今、イタリアでは若手指揮者の三羽がらすというとミケーレ・マリオッティ、アンドレア・バッティストーニとダニエーレ・ルスティオーニを指すのだそうだ。
たしかに、大きく見ればアッバードの後、ムーティがスカラに君臨している間、誰が出てくるのだろう、誰か出てきてくれという期待は、シャイーやシノーポリによって一瞬期待を持たされたのだが、シノーポリは早々とあの世に行ってしまったし、シャイーもオランダでむしろ管弦楽の世界に深く入りこんでしまったように見える。
マリオッティ33歳、ルスティオーニ29歳、バッティストーニ24歳で、弱冠の差はあるがみな若い。若い優秀なオペラ指揮者がイタリアから3人も出てきたことは、どれだけ慶賀すべきことか。
イタリアやスペインが経済危機にあり、劇場に対する国家その他の補助金は年々大幅にカットされている。舞台にかけられるお金は確実に減り、豪華な舞台が減るのは確実だ。しかし、こういったきわめて優秀な指揮者が出現したことによって、生き生きとした音楽が生き延びる希望も、力強く生まれている。
ルスティオー二は今回がロッシーニ・オペラ・フェスティバルのデビュー。彼はペスカーラの音楽院を出たあとはしかるべき仕事がまったくなく歌手の付き人をして苦労した。そして若くしてロンドンに移り住み、そこでチャンスをつかんでいった。
これまでにすでにロンドンのコヴェント・ガーデン(ロイヤル・オペラ・ハウス)やスカラ座、フェニーチェ座、ボローニャなどで振っている。しかし彼の名声はイタリアよりも海外で高く、演奏依頼が海外からどんどん来ている。
ルスティオーニはこの点に関し仮借ない。
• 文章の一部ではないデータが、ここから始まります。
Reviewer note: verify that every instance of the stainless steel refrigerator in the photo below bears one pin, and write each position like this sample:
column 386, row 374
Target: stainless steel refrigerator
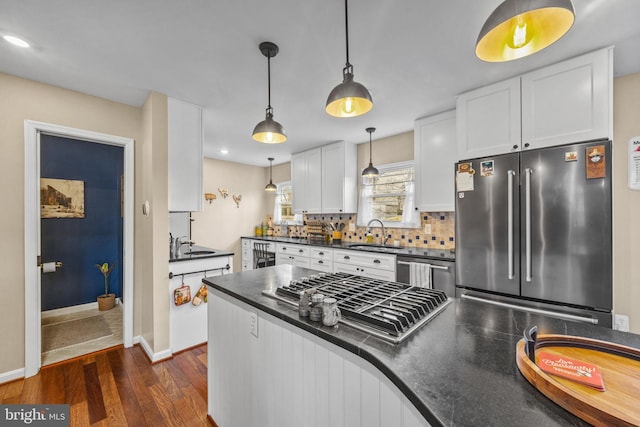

「自分がイタリアで仕事ができるのは海外で活躍したからだ。ヨーロッパの他の国にはメリトクラシー(優れたものを評価するシステム)があるが、イタリアにはない。イタリアではしかるべき人の推薦がないと駄目なんだ」
《ブルスキーノ氏》は彼にとって7作目のロッシーニ作品とのこと。「オーケストレーションは水晶のように明晰そのもの。衝迫的なリズムを活かさねばなりません。ストーリー上感情に流れる場面に見えてもせんティメンタリズムに陥らないようにしなければならない。いつもリズムと感情、ダイナミズムと一さじの皮肉の間に均衡を保たねばならないのです」
「ロッシーニを指揮するのは単純ではない。シュトラウスよりも苦労です」
若手三人の指揮者について聞かれると、「マリオッティとの関係は最高です。よく電話をするし、意見を交換するし、彼のことは限りなく尊敬してますよ」。
チャンスがあればロッシーニ・オペラ・フェスティバルにまた駆けつけたいし、オペラ・セリアを振ってみたいとのことである。